Supporting Virtual Classroom Success
Type: Best Practices Session Topic: Social & Cultural Issues
11:55 AM-12:15 PM
Authors: Velvet Weems-Landingham, Kent State University, United States
Abstract: Virtual classrooms are comprised of teachers and students using technology to varying degrees to complete interdependent performance objectives across locational, temporal, and relational boundaries. Despite mounting research, the implementation of virtual class environments far supersedes efforts to understand behaviors contributing to their success. This “best practices session” proposes instructor support behaviors associated with positive online student experiences. Issues associated with success were derived from a larger qualitative, exploratory research project. A total of 177 critical incidents were gathered from 13 virtual leaders across the United States and Canada to determine issues relate to success as perceived by members/followers. Discriminate analysis revealed four such behaviors: availability, competence, empathy, and facilitative interaction. Salient examples of these issues as they relate to teacher/student exchanges are given along with design, development and implementation suggestions to help in their resolve.
Development of a Promotion Model on the Digitization of Education in K-12 —A Report on the Progress at a University-Affiliated Elementary School—
Type: Brief Paper Topic: Tools & Systems
2:10 PM-2:30 PM
Authors: Takeshi Morishita, Shinshu University, Japan
Yoshinori Higashibara, Shinshu University, Japan
Abstract: This paper is a progress report on the digitization of education in a Shinshu University-affiliated elementary school. We became a promoter and set up a promotion team, studied the trends related to the digitization of education, listened to teachers, and designed and installed network and Information and Communication Technology (ICT) hardware.

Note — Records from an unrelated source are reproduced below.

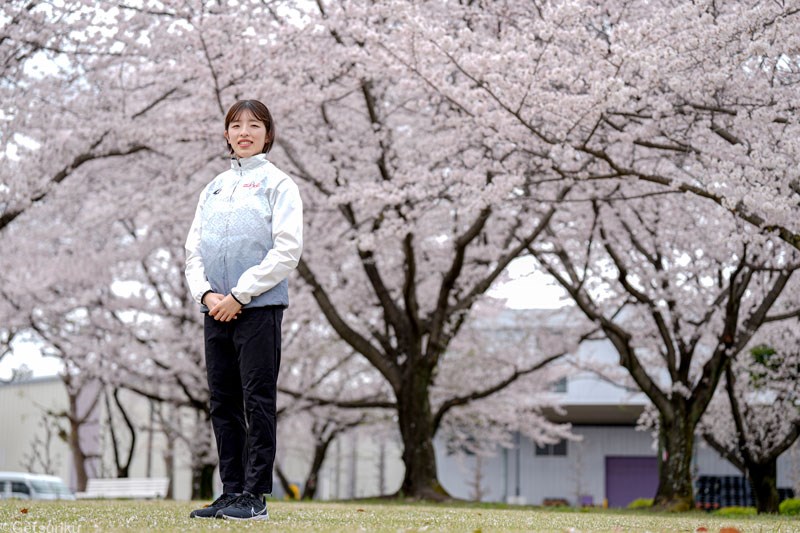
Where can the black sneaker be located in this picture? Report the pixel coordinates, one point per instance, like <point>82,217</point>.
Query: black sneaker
<point>246,507</point>
<point>225,499</point>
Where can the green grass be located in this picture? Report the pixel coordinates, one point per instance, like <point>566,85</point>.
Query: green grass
<point>85,516</point>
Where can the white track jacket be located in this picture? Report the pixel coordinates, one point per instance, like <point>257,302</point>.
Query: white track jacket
<point>247,234</point>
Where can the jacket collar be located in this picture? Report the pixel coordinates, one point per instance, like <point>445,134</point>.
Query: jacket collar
<point>248,163</point>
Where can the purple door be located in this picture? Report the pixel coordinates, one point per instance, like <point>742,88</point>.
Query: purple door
<point>629,478</point>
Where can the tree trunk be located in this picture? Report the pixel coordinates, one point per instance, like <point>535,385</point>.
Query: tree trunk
<point>675,491</point>
<point>78,456</point>
<point>764,482</point>
<point>202,482</point>
<point>312,480</point>
<point>417,431</point>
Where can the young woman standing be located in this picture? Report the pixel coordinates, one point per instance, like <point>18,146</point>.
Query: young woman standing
<point>246,238</point>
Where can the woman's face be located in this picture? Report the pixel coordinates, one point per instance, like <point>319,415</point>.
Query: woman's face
<point>246,135</point>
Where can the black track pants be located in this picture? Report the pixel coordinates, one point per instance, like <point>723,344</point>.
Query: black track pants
<point>242,361</point>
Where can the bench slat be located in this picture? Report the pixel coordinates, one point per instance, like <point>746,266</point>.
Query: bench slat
<point>125,488</point>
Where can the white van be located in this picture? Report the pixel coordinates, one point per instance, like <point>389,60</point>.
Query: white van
<point>33,487</point>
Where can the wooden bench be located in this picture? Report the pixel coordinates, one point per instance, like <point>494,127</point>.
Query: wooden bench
<point>132,487</point>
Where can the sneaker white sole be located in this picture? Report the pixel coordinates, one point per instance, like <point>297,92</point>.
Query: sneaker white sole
<point>257,517</point>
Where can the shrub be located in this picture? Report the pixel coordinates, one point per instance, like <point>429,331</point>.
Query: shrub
<point>790,507</point>
<point>641,503</point>
<point>736,511</point>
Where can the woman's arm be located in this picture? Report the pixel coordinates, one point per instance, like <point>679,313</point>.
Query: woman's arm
<point>195,270</point>
<point>287,245</point>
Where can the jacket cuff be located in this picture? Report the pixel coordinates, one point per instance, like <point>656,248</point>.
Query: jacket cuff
<point>204,295</point>
<point>240,299</point>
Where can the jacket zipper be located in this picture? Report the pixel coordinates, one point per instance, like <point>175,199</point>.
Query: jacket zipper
<point>227,225</point>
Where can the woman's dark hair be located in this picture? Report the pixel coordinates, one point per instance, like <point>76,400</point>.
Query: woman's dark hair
<point>260,112</point>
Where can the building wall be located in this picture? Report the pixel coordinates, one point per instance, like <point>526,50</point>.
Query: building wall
<point>578,476</point>
<point>579,473</point>
<point>21,408</point>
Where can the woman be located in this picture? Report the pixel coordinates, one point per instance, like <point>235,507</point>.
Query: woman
<point>246,238</point>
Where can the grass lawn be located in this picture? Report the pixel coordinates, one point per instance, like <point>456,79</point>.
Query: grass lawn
<point>63,517</point>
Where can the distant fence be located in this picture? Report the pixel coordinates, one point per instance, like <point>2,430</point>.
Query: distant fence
<point>714,492</point>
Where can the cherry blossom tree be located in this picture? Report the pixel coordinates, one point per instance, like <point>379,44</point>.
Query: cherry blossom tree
<point>676,308</point>
<point>695,97</point>
<point>756,419</point>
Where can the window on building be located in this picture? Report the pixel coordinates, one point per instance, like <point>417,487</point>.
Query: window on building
<point>558,449</point>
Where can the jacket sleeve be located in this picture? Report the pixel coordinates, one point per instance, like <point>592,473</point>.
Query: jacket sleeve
<point>195,270</point>
<point>287,245</point>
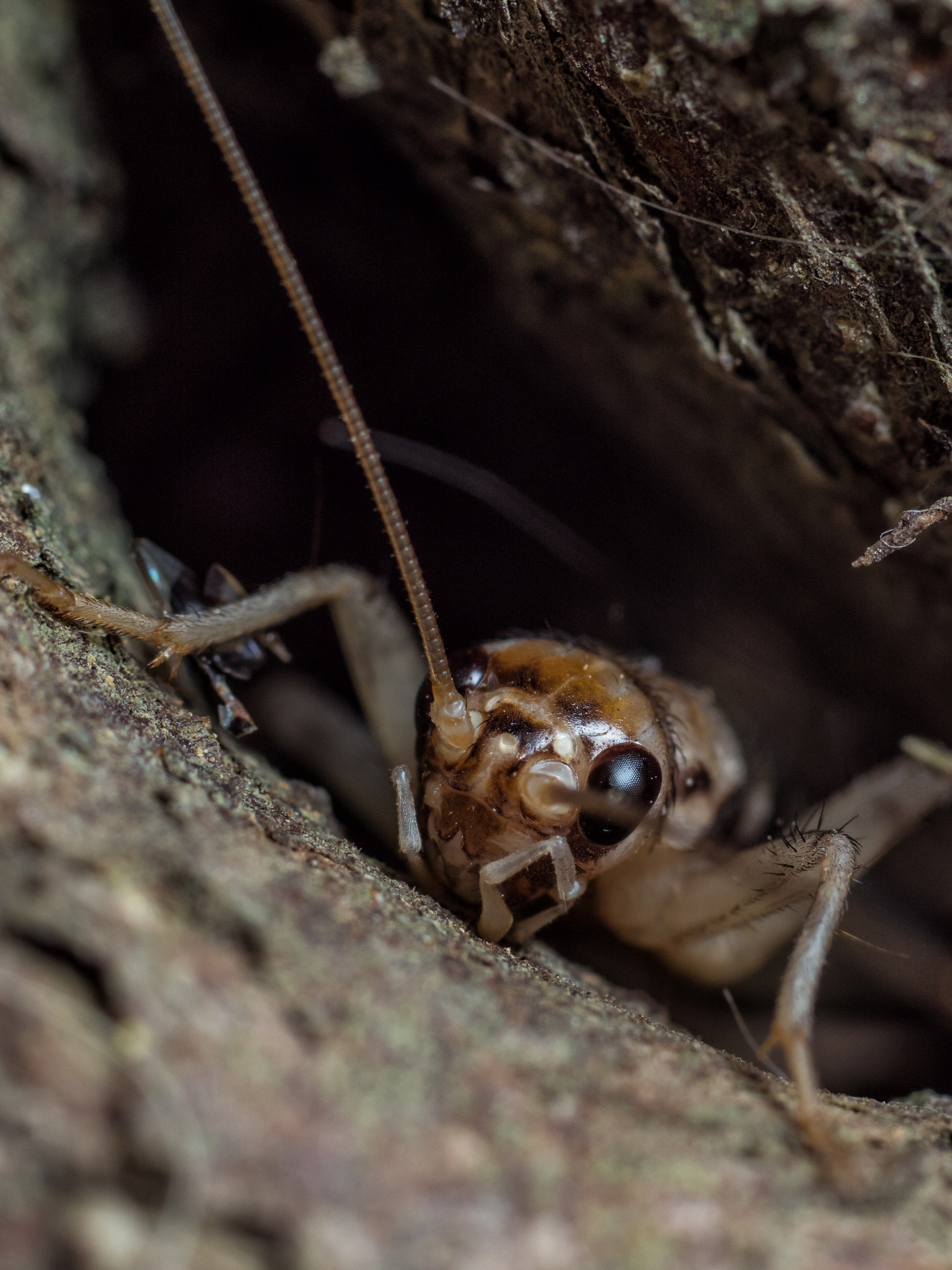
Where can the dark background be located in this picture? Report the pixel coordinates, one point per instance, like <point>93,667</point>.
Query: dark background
<point>209,437</point>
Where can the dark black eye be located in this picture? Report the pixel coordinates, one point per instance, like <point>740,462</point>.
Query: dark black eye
<point>626,770</point>
<point>469,670</point>
<point>696,781</point>
<point>469,667</point>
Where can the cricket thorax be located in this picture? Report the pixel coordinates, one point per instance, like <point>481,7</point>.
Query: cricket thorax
<point>555,722</point>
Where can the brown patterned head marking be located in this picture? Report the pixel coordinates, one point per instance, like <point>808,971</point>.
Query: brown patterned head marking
<point>550,717</point>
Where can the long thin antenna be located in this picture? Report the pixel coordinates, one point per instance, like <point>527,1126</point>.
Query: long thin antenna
<point>448,708</point>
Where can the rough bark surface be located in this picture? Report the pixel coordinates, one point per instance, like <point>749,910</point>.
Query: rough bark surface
<point>778,350</point>
<point>227,1039</point>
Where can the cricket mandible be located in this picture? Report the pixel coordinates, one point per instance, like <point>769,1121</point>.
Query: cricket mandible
<point>531,770</point>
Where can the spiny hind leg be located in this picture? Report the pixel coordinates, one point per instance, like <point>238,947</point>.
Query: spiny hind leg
<point>496,918</point>
<point>379,643</point>
<point>178,636</point>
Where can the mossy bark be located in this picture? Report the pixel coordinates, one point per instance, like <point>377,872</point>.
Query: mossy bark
<point>778,350</point>
<point>230,1041</point>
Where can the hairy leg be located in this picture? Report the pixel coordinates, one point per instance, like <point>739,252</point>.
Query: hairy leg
<point>178,636</point>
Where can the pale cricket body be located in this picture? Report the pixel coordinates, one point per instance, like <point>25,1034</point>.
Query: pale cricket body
<point>531,770</point>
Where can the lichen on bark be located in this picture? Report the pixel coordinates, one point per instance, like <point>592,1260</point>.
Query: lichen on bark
<point>227,1038</point>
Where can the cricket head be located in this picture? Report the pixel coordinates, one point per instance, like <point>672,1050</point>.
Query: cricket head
<point>565,741</point>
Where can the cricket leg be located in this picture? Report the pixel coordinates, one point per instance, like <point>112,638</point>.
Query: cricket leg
<point>796,1002</point>
<point>496,918</point>
<point>179,634</point>
<point>409,833</point>
<point>379,643</point>
<point>719,920</point>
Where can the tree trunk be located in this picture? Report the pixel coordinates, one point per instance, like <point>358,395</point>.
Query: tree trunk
<point>230,1039</point>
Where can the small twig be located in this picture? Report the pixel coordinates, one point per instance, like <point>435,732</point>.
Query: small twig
<point>910,525</point>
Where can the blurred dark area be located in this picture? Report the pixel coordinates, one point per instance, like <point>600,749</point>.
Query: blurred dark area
<point>209,436</point>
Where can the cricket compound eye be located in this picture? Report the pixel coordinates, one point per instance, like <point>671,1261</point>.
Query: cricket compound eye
<point>628,774</point>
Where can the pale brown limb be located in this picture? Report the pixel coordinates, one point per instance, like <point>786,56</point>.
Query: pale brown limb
<point>409,835</point>
<point>910,525</point>
<point>796,1002</point>
<point>177,637</point>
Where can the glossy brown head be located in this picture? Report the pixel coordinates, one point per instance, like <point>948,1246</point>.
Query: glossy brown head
<point>560,732</point>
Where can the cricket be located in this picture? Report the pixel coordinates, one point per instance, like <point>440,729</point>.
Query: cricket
<point>531,770</point>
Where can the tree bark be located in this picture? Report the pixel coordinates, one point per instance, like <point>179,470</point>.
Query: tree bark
<point>229,1039</point>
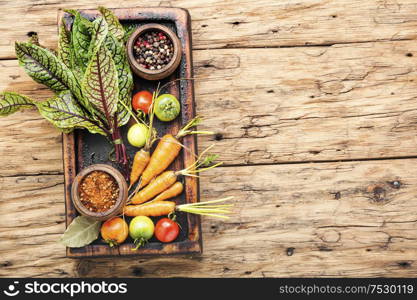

In addition, we set up a project and completed the infrastructure for education using ICT for a short term of about three months. The last aim of this study is to develop a model for the digitization of education in schools. We will practice in an open class using ICT based on the network infrastructure and ICT hardware described in this paper by the end of this year.
Thursday, 11 October
Facilitating interaction and engagement of teachers in online learning networks: Lessons learned from the BCT Network
Type: Brief Paper Topic: Research
10:40 AM-11:00 AM
Authors: Gyeong Mi Heo, CEFRIO, Canada
Abstract: This paper investigates how teachers interact with each other and engage in collaborative activities in a professional learning network for elementary school teachers in Quebec and discusses lessons learned from the BCT Network regarding key features for facilitating teachers’ interaction and engagement in the online learning network.
A Blended Approach to Canadian First Nations Education: The Sunchild E-Learning Community
Type: Brief Paper Topic: Evaluation
11:55 AM-12:15 PM
Authors: Norman Vaughan, Mount Royal University, Canada
Martin Sacher, Sunchild E-Learning Community, Canada
Mavis Sacher, Sunchild E-Learning Community, Canada
Abstract: The purpose of this research study was to investigate if and how a blended approach to Canadian First Nations education could be used to foster student engagement and success. The study examined the Sunchild E-Learning Community program (2012) through the lens of the Seven Principles of Effective Teaching (Chickering & Gamson, 1999). Data was collected via an online survey, interviews, and site visits. The study participants indicated that the deliberate and intentional integration of local learning centers and mentors with online teachers, who provide synchronous tutorials through the use of a web-based learning management system and conferencing tool, was the key to academic success.